En philosophie comme en sociologie, l’étude de la doxa constitue un sujet de base afin de saisir, du moins en surface, une partie de ce qu’Edgar Morin désignait (au début des années 1960) comme « l’esprit du temps[1] ». Par la suite, Pierre Bourdieu a repris la notion philosophique de doxa pour lui conférer une dimension sociologique, correspondant aux idées largement reçues, répandues et généralement acceptées d’une époque donnée, sans pour autant être justes ou légitimes. Dans un passage de ses cours, récemment publiés, Bourdieu tenait à distinguer la doxa de l’orthodoxie et de l’hérésie[2]. On ne saurait toutefois réduire la doxa à « l’esprit du temps » ni à l’idéologie dominante ; l’expression « le sens commun » pourrait peut-être s’en rapprocher, mais il faudrait en fait tout un article pour explorer les similitudes et distinguer les nuances entre ces différentes acceptions.
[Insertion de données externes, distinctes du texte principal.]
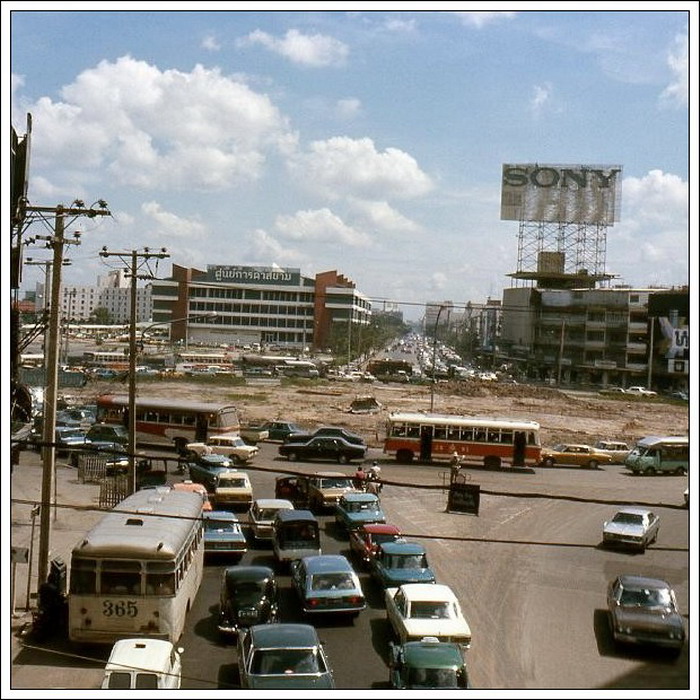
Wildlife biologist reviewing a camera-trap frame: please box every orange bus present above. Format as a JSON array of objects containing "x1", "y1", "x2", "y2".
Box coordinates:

Nous amenant au coeur de ce problème à la fois philosophique et sociologique, le dernier livre de Mathieu Bock-Côté évite l’usage du terme « doxa » pour porter spécifiquement sur la rectitude politique dans trois contextes particuliers : au Québec, mais aussi aux États-Unis à l’ère de Donald Trump et dans la France du Président Emmanuel Macron. En somme, l’idée de doxa fera ici place au concept de rectitude politique, qui reste tout aussi problématique, autant pour les philosophes que pour les sociologues et les politicologues.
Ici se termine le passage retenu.